Wednesday, July 6, 2011

Safety Tips: Open Ocean

Safety Tips: 


The following was recommended by some experienced sailors.

1)  " One hand for you, one hand on the boat" 

 50% of dead sailors are found dead in the ocean with their fly open (pants zippers open). Most dead sailors fall into the ocean while peeing and are thrown from their boats. There is a famous expression that has outlived many a sailor with due caution.

" One hand for you, one hand on the boat"

This allows you to ALWAYS keep a hand on the boat for stability and not get caught off guard by rough seas and fall off.


2) Drag Line behind your boat 200-300 feet on the open ocean.

When traveling at high speed on the open ocean, it is easy for the boat to race away from you should you get thrown overboard. Having a long line attached to the butt end of your boat that you can swim to and grab onto like a water skier behind a boat will allow you to grab a hold of your boat and catch to it so it doesn't run away from you for safety. This is essential especially in rough, wet weather with rough seas and a possibility that a rouge wave with thrown you off your deck. Using a drag line behind your boat is also useful for hauling in fellow shipmates if you have crew with you. Doing a Quick-Turn and encircling a shipmate that has gone overboard with the drag line is one way to keep them in range and within reach of your boat. It is very important to keep constant visual contact with them, since it is easy to loose them in very rough seas.

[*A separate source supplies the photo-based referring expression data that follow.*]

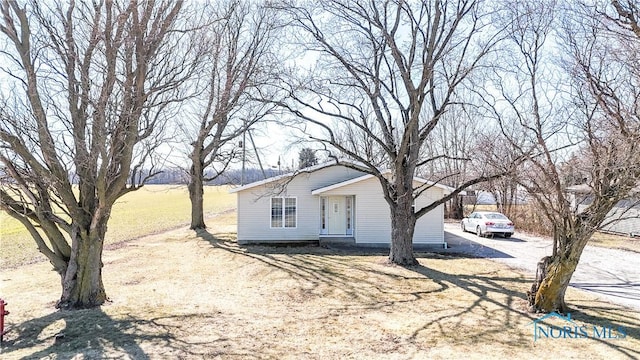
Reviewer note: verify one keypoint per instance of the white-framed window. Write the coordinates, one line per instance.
(284, 212)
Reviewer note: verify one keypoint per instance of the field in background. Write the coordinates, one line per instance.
(152, 209)
(193, 295)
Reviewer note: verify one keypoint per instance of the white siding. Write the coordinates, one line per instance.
(373, 217)
(254, 206)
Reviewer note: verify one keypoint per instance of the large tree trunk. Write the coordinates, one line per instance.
(82, 285)
(554, 274)
(196, 192)
(403, 223)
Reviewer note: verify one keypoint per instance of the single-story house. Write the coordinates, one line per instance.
(329, 203)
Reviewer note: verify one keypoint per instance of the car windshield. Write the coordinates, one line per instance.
(495, 216)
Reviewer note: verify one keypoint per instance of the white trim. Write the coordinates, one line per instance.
(309, 169)
(369, 176)
(284, 206)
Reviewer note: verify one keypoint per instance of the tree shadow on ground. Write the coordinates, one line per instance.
(93, 334)
(498, 299)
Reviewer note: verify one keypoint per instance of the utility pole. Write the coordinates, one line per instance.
(244, 147)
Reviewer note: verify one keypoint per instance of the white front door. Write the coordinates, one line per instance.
(337, 215)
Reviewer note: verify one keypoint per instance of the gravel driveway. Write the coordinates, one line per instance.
(612, 274)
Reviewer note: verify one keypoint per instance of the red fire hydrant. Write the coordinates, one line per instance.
(3, 312)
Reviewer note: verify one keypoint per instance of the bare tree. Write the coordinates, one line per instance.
(307, 157)
(96, 78)
(386, 73)
(239, 62)
(595, 120)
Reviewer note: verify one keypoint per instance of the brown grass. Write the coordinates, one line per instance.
(187, 295)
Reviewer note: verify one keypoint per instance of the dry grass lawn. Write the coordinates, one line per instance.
(182, 295)
(152, 209)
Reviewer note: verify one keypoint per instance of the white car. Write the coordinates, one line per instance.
(488, 223)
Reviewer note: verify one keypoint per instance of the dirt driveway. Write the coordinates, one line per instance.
(612, 274)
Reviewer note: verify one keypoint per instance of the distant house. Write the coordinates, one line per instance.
(329, 203)
(623, 219)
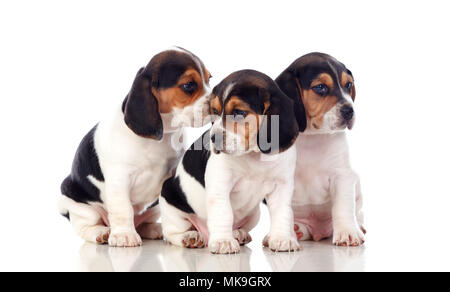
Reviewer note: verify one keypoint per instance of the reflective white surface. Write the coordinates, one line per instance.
(160, 257)
(54, 89)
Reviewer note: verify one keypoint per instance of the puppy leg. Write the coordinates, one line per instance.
(120, 211)
(346, 229)
(359, 207)
(220, 225)
(177, 229)
(242, 235)
(302, 232)
(149, 228)
(282, 237)
(86, 221)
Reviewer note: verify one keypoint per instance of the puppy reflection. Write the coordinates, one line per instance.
(159, 257)
(102, 258)
(318, 257)
(177, 259)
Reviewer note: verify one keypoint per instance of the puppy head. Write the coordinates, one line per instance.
(251, 114)
(323, 90)
(175, 82)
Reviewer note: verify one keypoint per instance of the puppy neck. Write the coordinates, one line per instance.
(170, 124)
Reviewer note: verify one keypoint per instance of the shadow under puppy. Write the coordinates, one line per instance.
(122, 163)
(214, 199)
(327, 199)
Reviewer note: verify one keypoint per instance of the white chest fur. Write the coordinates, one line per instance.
(320, 159)
(139, 163)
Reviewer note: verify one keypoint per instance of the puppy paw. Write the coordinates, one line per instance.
(224, 246)
(281, 244)
(151, 231)
(101, 235)
(242, 236)
(193, 239)
(348, 236)
(302, 232)
(125, 239)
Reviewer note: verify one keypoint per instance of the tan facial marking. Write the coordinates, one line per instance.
(175, 97)
(216, 104)
(249, 127)
(317, 106)
(346, 78)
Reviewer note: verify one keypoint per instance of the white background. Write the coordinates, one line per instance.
(62, 64)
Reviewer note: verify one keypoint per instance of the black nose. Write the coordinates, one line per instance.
(347, 113)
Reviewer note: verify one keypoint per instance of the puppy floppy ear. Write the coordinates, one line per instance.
(287, 130)
(289, 84)
(141, 109)
(353, 95)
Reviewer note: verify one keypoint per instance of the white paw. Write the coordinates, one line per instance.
(101, 235)
(125, 239)
(348, 236)
(193, 239)
(302, 232)
(281, 243)
(242, 236)
(224, 246)
(151, 231)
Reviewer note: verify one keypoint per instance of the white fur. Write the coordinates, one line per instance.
(326, 187)
(235, 187)
(134, 169)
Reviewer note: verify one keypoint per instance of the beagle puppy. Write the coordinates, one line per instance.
(120, 166)
(213, 200)
(327, 199)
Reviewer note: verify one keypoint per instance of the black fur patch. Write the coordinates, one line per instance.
(77, 186)
(175, 196)
(66, 215)
(195, 161)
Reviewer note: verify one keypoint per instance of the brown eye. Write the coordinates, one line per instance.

3) Sailing Safety:  An opinion.....
For the sailing that most of us do i.e. coastal or lake, I think it is pretty safe.

Basically if you stay on the boat you are likely to be just fine. I have been sailing actively on Lake Huron since the mid 70s. While it is certainly not the ocean I think my experience is typical. I can think of three fatalities in that time and they all involved someone falling off their boat.

I am starting to take safety harness etc. a lot more seriously, of course I am getting older (maybe already there?) and sail with my adult son and daughter and their numerous friends who I am of course responsible for.

The hazard that I wonder at the most, but am amazed at how seldom a sailor is seriously hurt, is lightning. I cannot count the times we have been in a race with lightning all around us and no boats got it. It does happen, but a lot less frequently that I would expect.

Some thing about a 50 foot aluminum pole rising up from a very flat surface ??